Anything rubber added to the limbs thwarts the audible and felt vibrations. Everything from BowJax to LimbSavers will help. Most bows come with these or equivalents when new, but if your bow isn’t outfitted with limb dampeners, I highly suggest you purchase a pair. They will reduce noise and vibrations.
Install a Stabilizer
Stabilizers vary from mere weighted rods to all-rubber construction. The all-metal variations are solely for balance, where any that have gel or rubber will absorb shock, therefore reducing decibels and hand shock. Balance, I’ll argue, is more important than noise, but if your bow has noise you think can be tamed, I’d advocate for making a compromise. Find a stabilizer with a lengthy metal or carbon main rod that also has some rubber features.
Add Rest-Silencing Materials
Arrow-on-rest contact creates friction and noise, so applying silencing material to the rest’s launcher (not applicable to whisker-style rests) is a crucial measure to remaining undetected when drawing back on game.

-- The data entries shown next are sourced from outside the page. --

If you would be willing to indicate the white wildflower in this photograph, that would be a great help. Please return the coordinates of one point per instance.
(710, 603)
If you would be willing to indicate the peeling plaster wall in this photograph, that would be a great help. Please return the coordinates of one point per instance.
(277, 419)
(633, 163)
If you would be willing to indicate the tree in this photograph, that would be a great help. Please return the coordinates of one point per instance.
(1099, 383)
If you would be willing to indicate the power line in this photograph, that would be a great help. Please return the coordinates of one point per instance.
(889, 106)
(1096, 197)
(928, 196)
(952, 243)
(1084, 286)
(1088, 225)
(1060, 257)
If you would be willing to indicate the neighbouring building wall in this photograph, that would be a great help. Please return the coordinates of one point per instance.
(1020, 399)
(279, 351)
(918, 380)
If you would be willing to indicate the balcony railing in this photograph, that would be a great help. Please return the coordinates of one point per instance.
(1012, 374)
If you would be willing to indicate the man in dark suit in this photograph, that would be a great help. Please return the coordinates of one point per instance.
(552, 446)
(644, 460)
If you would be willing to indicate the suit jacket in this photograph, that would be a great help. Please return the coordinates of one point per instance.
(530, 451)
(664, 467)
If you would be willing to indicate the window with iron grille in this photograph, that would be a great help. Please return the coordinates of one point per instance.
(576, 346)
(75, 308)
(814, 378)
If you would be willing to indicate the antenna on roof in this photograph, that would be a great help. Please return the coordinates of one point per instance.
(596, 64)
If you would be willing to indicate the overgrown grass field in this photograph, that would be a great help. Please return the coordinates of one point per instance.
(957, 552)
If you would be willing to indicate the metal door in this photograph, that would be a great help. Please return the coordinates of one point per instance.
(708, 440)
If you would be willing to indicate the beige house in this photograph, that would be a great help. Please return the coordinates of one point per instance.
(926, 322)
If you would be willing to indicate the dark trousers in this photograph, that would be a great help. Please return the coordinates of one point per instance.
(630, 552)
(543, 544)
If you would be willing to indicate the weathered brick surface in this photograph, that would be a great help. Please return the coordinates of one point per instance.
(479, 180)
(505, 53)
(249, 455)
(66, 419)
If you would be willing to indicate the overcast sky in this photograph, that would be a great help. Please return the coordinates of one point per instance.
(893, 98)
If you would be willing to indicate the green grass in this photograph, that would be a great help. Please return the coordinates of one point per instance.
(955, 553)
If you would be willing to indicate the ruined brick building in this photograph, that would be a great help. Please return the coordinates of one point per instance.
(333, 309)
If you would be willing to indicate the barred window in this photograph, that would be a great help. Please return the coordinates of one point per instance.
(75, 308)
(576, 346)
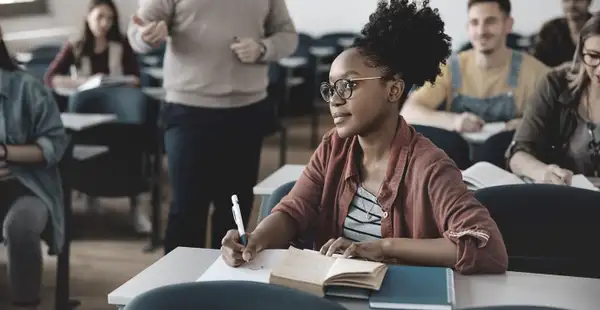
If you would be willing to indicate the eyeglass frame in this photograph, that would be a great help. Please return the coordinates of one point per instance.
(597, 57)
(351, 82)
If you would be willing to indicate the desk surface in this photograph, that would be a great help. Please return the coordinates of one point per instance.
(81, 121)
(158, 93)
(283, 175)
(187, 264)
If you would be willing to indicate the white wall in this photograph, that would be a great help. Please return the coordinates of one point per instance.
(312, 16)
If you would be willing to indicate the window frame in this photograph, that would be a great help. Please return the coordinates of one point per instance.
(35, 7)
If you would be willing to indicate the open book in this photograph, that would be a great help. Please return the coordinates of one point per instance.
(108, 80)
(312, 272)
(484, 174)
(304, 270)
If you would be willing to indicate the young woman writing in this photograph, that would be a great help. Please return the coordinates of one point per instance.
(100, 50)
(375, 188)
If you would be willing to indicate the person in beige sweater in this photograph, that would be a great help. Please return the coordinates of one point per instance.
(216, 110)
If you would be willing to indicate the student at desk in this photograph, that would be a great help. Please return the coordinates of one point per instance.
(560, 133)
(32, 142)
(489, 83)
(375, 188)
(100, 50)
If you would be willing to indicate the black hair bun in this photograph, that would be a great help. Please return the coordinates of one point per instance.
(406, 38)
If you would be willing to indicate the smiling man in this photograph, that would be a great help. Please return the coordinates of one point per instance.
(489, 83)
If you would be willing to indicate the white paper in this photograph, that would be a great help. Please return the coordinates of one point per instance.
(488, 130)
(484, 174)
(258, 270)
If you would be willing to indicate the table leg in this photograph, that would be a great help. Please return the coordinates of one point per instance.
(63, 301)
(155, 237)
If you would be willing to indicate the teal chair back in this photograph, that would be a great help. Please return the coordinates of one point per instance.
(228, 295)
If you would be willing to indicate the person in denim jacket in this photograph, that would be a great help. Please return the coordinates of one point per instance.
(32, 143)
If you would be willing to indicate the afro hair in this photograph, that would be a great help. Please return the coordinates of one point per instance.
(405, 38)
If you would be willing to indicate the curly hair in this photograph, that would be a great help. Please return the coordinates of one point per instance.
(405, 39)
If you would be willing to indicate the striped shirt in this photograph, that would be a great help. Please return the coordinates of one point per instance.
(363, 222)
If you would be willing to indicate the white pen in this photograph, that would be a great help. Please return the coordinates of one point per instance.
(237, 217)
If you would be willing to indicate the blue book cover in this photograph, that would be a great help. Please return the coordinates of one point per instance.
(411, 287)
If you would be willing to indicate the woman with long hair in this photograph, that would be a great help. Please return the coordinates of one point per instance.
(101, 49)
(560, 133)
(32, 142)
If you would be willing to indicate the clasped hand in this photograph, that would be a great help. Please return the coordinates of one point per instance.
(235, 254)
(369, 250)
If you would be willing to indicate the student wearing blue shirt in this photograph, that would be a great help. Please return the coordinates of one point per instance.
(32, 142)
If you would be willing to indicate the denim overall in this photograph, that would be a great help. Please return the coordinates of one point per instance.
(498, 108)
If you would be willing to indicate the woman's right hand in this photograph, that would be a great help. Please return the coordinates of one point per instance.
(234, 252)
(553, 174)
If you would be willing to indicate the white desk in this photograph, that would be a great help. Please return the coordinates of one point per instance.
(186, 265)
(285, 174)
(81, 121)
(158, 93)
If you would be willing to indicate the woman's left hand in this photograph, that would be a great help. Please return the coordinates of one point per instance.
(370, 250)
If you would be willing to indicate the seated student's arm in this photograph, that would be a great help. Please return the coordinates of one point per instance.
(58, 74)
(533, 135)
(421, 106)
(282, 38)
(48, 133)
(130, 63)
(299, 210)
(471, 241)
(149, 11)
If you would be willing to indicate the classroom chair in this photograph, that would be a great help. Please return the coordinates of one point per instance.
(547, 229)
(132, 164)
(269, 204)
(450, 142)
(227, 295)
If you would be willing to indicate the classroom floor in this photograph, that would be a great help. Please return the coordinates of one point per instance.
(107, 253)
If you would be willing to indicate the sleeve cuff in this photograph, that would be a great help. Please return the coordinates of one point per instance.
(47, 150)
(269, 50)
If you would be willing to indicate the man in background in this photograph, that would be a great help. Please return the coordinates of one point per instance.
(489, 83)
(556, 42)
(216, 111)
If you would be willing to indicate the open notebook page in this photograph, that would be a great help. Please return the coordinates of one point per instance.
(488, 130)
(484, 174)
(257, 270)
(304, 266)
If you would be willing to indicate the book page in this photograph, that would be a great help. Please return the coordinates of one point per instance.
(484, 174)
(257, 270)
(304, 266)
(580, 181)
(488, 130)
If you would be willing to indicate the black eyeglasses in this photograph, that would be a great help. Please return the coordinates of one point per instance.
(342, 87)
(592, 60)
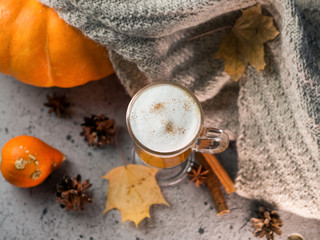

I can’t count how many hunting episodes I’ve watched where the hunter’s arrow created loud noises as it slid across the metal launcher.
The best way to identify this is to draw your bow in the woods on a dead-calm day. If you can hear the arrow sliding across the rest, deer will hear it, too. Don’t risk alerting deer to your presence due to something that is totally preventable.
Arrow-rest silencing materials vary. My brother uses pieces of leather superglued to his two-prong launcher. Some use shrink tube or adhesive-backed felt. Whatever you choose, it must stick to the launcher and stay there, regardless of weather, moisture, etc. Second, it must silence arrow contact so you cannot hear it on even the quietest days. If you find that one material doesn’t eliminate the noise, try another.
Some game animals are just plain high-strung. So much so that they will duck a perfectly-executed shot from a quiet bow like the doe I mentioned in my opening anecdote. However, the quieter you make your bow, the more likely your arrow will arrive before the critter reacts. In most instances, this means that your well-executed shot will hit home, not wound the animal or fly over its back.